Re: Standbys, txid_current_snapshot, wraparound

From
Simon Riggs
Date:
On Fri, Mar 23, 2012 at 12:26 AM, Daniel Farina <daniel@heroku.com> wrote:

> Some time ago I reported bug 6291[0], which reported a Xid wraparound,
> both as reported in pg_controldata and by txid_current_snapshot.
> Unfortunately, nobody could reproduce it.
>
> Today, the same system of ours just passed the wraparound mark
> successfully at this time, incrementing the epoch.  However, two
> standbys have not done the same: they have wrapped to a low txid.  At
> this time, pg_controldata does report the correct epoch, as I read it,
> unlike the original case.
>
> I have not yet tried to reproduce this in a minimal way, but I wanted
> to relate this information as soon as possible.
>
> These systems are 9.0.6, on Ubuntu 10.04 LTS, amd64.
>
> [0]: http://archives.postgresql.org/pgsql-bugs/2011-11/msg00094.php

So we have this?

Master pg_controldata - OK txid_current_snapshot() - OK
Standby pg_controldata - OK txid_current_snapshot() - lower value

Are there just 2 standbys? So all standbys have acted identically?

--
 Simon Riggs                   http://www.2ndQuadrant.com/
 PostgreSQL Development, 24x7 Support, Training & Services


Re: Standbys, txid_current_snapshot, wraparound

From
Daniel Farina
Date:
On Fri, Mar 23, 2012 at 1:52 AM, Simon Riggs <simon@2ndquadrant.com> wrote:
> So we have this?
>
> Master pg_controldata - OK txid_current_snapshot() - OK
> Standby pg_controldata - OK txid_current_snapshot() - lower value
>
> Are there just 2 standbys? So all standbys have acted identically?
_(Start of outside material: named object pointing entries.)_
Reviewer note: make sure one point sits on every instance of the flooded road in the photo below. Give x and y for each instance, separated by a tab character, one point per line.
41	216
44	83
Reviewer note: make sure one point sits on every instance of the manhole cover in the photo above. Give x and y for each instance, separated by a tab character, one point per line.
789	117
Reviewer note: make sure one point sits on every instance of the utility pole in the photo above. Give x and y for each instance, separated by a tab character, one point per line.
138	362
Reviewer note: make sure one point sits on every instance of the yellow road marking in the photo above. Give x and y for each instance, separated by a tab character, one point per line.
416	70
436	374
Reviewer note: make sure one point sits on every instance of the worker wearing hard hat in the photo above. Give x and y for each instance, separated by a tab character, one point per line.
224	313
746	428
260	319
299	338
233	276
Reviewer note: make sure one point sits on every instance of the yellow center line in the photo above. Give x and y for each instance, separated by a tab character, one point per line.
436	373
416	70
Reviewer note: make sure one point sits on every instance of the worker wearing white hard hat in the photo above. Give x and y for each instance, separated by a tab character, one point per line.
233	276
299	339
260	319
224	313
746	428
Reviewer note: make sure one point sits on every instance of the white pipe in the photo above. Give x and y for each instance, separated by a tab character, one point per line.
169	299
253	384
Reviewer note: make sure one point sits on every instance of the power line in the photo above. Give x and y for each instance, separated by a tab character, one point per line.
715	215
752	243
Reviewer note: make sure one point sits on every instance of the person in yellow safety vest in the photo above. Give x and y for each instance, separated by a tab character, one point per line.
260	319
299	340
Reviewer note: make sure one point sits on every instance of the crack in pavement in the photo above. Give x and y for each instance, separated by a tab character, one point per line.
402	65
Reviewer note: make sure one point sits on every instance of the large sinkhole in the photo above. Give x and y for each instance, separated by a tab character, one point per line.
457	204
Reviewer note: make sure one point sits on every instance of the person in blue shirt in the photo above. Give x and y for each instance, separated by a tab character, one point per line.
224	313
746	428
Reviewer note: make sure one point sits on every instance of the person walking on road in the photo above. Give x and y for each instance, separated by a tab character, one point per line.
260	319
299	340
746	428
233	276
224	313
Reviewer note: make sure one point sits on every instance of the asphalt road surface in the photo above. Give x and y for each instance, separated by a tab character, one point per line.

Yes, I believe this is the situation. All have acted identically.
Also, some new data:

I took a new base backup after the epoch increment and started a new
standby, and it reported txid_current_snapshot correctly, at least
moments after it became consistent.  This morning, however, it does
not, and reports the 0-epoch number.

-- 
fdr


Re: Standbys, txid_current_snapshot, wraparound

From
Marko Kreen
Date:
On Fri, Mar 23, 2012 at 08:52:40AM +0000, Simon Riggs wrote:
> Master pg_controldata - OK txid_current_snapshot() - OK
> Standby pg_controldata - OK txid_current_snapshot() - lower value

On Skytools list is report about master with slaves, but the
lower value appears on master too:
 http://lists.pgfoundry.org/pipermail/skytools-users/2012-March/001601.html

Cc'd original reporter too.

-- 
marko



Re: Standbys, txid_current_snapshot, wraparound

From
Simon Riggs
Date:
On Wed, Mar 28, 2012 at 9:48 PM, Marko Kreen <markokr@gmail.com> wrote:
> On Fri, Mar 23, 2012 at 08:52:40AM +0000, Simon Riggs wrote:
>> Master pg_controldata - OK txid_current_snapshot() - OK
>> Standby pg_controldata - OK txid_current_snapshot() - lower value
>
> On Skytools list is report about master with slaves, but the
> lower value appears on master too:
>
>  http://lists.pgfoundry.org/pipermail/skytools-users/2012-March/001601.html
>
> Cc'd original reporter too.

Thanks. Am looking.

--
 Simon Riggs                   http://www.2ndQuadrant.com/
 PostgreSQL Development, 24x7 Support, Training & Services


Re: Standbys, txid_current_snapshot, wraparound

From
Simon Riggs
Date:
On Wed, Mar 28, 2012 at 10:24 PM, Simon Riggs <simon@2ndquadrant.com> wrote:
> On Wed, Mar 28, 2012 at 9:48 PM, Marko Kreen <markokr@gmail.com> wrote:
>> On Fri, Mar 23, 2012 at 08:52:40AM +0000, Simon Riggs wrote:
>>> Master pg_controldata - OK txid_current_snapshot() - OK
>>> Standby pg_controldata - OK txid_current_snapshot() - lower value
>>
>> On Skytools list is report about master with slaves, but the
>> lower value appears on master too:
>>
>>  http://lists.pgfoundry.org/pipermail/skytools-users/2012-March/001601.html
>>
>> Cc'd original reporter too.
>
> Thanks. Am looking.

I can't see how this could happen on the master at all.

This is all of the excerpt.